Sones considered this in silence for a moment, tapping his teeth again, then making a check mark in the dossier with the pencil.
“I will have to look into this, keep the record open on this point. But still you do have a security rating and that is what counts. I am sure that with the data here we can have it upgraded and updated.”
The file of papers was an inch thick. “Is that all about me?” Tony asked.
“Of course. Classified, so I’m afraid you can’t look at it. But thorough, very thorough. Well, everything seems to be clarified. We have, ahh, three more minutes so if there are any questions ... ?”
“The same one. What is this all about?”
“Classified information, I’m afraid.” Tap, tap. “But they will tell you downstairs, and we had better get going.”

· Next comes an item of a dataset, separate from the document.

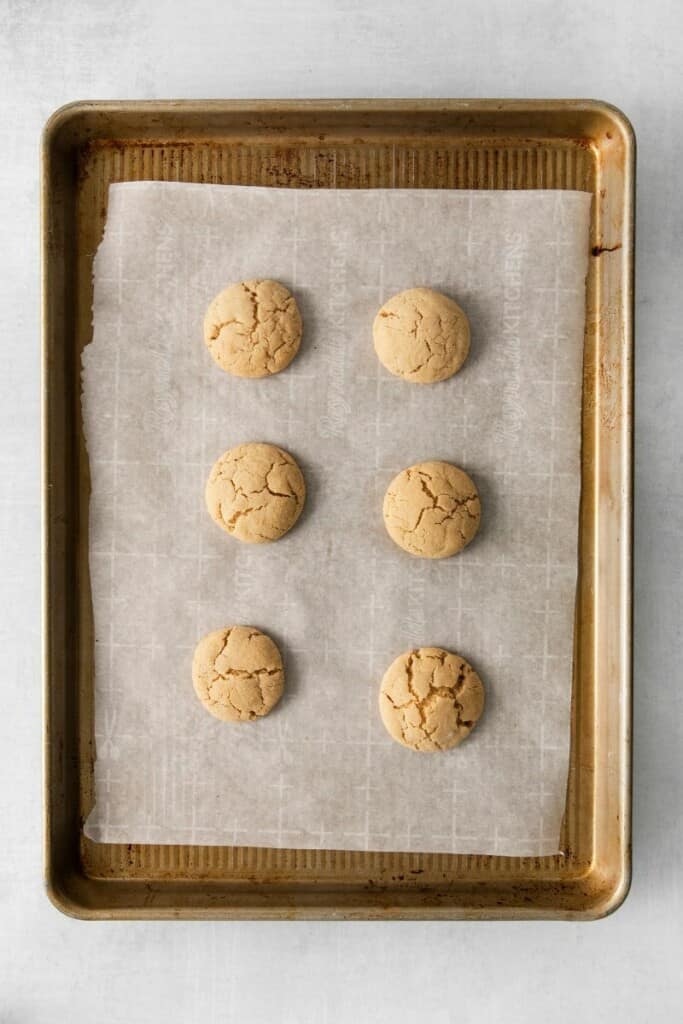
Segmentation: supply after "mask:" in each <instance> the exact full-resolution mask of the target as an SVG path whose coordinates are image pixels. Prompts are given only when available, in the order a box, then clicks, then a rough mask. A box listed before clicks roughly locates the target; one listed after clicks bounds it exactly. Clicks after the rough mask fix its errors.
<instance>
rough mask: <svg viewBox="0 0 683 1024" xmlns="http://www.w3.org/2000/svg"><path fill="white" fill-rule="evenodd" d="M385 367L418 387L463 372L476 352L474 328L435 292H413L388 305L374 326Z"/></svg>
mask: <svg viewBox="0 0 683 1024" xmlns="http://www.w3.org/2000/svg"><path fill="white" fill-rule="evenodd" d="M373 339H374V342H375V351H376V352H377V357H378V358H379V360H380V362H381V364H382V366H384V367H386V369H387V370H389V371H390V372H391V373H392V374H395V376H396V377H401V378H402V379H403V380H404V381H411V382H412V383H414V384H433V383H435V382H436V381H444V380H445V379H446V378H447V377H452V376H453V374H455V373H458V371H459V370H460V368H461V367H462V365H463V362H464V361H465V359H466V358H467V353H468V352H469V350H470V325H469V322H468V319H467V316H466V315H465V313H464V312H463V310H462V309H461V308H460V306H459V305H458V303H457V302H454V301H453V299H450V298H449V297H447V296H446V295H441V293H440V292H434V291H433V290H432V289H431V288H409V289H408V291H405V292H399V293H398V294H397V295H394V296H392V297H391V298H390V299H389V300H388V301H387V302H385V303H384V305H383V306H382V308H381V309H380V311H379V312H378V314H377V316H376V317H375V323H374V325H373Z"/></svg>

With precise movements Sones slipped the dossier into a brief case he produced from the desk, locked it, then snapped the handcuff about his wrist that was attached to it by a chain. Only after this had been safely secured and tested did he touch the button that unlocked the door. They went side by side down the corridor and past the bank of elevators to an unmarked door that Sones unlocked, which opened unexpectedly into a small lobby no bigger than a closet. The far wall was made of gray steel and labeled in bold red letters security elevator—do not use without proper clearance. Sones appeared to have the proper clearance for at the turn of another key the wall slid back to reveal the elevator itself, and once inside he pressed the bottom button in the row, all of them labeled with cryptic code groups. Security was obviously very good and Tony was very impressed, although he still wondered what it was all about. The elevator dropped and when the door next opened a hard-eyed man stood before them pointing a large and menacing automatic pistol at their chests.